If you’re thinking about experiencing nature’s ultimate winter wonderland, be sure to visit the frozen phenomenon soon, in the height of the season’s cold spell. Here are some interesting facts regarding the freezing of Niagara Falls and Winter Water Flow:

How does the Canadian Horseshoe Falls differ from the American Falls?

Have you noticed the icier appearance of the American Falls? This is due to a difference in the amount of water flowing during the winter months. While the Horseshoe Falls receives around 93 per cent of the Niagara River flow, only 7 per cent goes toward the American Falls. Less water means greater opportunity for ice to build up, similar to shallow ponds freezing more than vast lakes, giving the illusion of a “Frozen Falls”, which is best viewed and photographed from the Niagara Parkway located in Canada.

What causes the frozen falls Ice Bridge?

The phenomenon known as the “ice bridge” forms in winter when temperatures are remain consistently below zero degrees Celsius.

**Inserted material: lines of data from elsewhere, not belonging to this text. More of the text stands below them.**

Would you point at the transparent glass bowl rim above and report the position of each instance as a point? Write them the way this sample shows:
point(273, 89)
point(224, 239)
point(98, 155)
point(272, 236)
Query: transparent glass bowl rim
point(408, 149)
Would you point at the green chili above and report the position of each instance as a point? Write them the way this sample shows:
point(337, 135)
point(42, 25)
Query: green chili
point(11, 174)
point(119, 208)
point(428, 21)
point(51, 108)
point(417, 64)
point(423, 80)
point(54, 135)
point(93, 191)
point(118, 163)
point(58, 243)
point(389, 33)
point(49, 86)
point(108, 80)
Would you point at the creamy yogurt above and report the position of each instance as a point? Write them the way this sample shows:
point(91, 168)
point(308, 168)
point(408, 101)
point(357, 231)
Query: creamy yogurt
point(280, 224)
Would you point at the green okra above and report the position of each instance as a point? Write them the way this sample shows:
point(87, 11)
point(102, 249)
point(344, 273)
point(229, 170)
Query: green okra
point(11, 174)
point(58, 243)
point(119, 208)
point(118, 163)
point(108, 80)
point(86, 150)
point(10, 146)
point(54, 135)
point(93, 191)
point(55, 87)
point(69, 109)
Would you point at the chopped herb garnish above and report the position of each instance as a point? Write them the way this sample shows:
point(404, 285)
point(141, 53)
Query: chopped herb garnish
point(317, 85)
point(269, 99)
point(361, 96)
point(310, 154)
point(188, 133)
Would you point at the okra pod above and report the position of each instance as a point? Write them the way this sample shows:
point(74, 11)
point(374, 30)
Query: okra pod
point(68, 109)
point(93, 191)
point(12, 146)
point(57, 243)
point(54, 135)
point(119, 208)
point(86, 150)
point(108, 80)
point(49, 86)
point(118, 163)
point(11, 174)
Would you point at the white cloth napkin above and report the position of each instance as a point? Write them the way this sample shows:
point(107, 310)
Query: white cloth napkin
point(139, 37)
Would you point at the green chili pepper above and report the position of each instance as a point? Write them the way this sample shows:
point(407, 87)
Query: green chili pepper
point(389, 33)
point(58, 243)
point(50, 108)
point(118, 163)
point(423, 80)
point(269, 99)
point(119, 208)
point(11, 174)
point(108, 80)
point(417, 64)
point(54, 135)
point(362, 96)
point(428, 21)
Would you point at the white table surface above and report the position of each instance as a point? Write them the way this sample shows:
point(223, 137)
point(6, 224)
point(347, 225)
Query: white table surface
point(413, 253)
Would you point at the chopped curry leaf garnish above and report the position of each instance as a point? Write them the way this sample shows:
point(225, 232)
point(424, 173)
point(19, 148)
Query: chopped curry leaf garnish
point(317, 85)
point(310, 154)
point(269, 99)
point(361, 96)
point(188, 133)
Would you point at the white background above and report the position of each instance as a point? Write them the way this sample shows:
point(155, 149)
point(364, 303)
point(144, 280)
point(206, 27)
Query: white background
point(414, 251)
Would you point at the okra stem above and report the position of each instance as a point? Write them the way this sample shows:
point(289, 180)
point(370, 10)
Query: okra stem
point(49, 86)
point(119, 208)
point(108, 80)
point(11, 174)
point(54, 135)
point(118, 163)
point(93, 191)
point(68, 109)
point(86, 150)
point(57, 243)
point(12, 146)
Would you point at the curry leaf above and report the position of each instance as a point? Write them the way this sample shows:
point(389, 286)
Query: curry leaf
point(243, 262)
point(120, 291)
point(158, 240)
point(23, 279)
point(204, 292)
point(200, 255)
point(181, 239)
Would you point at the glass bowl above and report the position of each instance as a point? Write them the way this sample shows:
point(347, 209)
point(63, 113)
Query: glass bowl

January often sees a mild spell followed by a strong southwest wind, breaking up the ice and travelling down the Niagara River and over the Falls. The wet ice is forced up out of the water below the Falls, freezing into a huge mass and taking the appearance of a glacier. This ice build-up has the potential to reach a height of ten stories and is a sight to behold!

Has Niagara Falls ever stopped due to being frozen?

It’s hard to imagine anything could stop the gigantic rush of water over the Falls but records show it happened once. For 30 long, silent hours in March 1848, the river ceased its flow. High winds set the ice fields of Lake Erie in motion and millions of tonnes of ice became lodged at the source of the river, blocking the channel completely. Locals, who were used to the sound of the river, heard an eerie silence and those who were brave enough walked or rode horses over the exposed basin. The self-made dam held the water back until a shift allowed the pent-up weight of water to break through. The annual installation of the ice boom has prevented this from happening since that time.

A spectacle that only comes along once every few years, visiting Frozen Niagara Falls offers a chance to reconnect with the outdoors, providing a rare glimpse of nature that few have the opportunity to experience.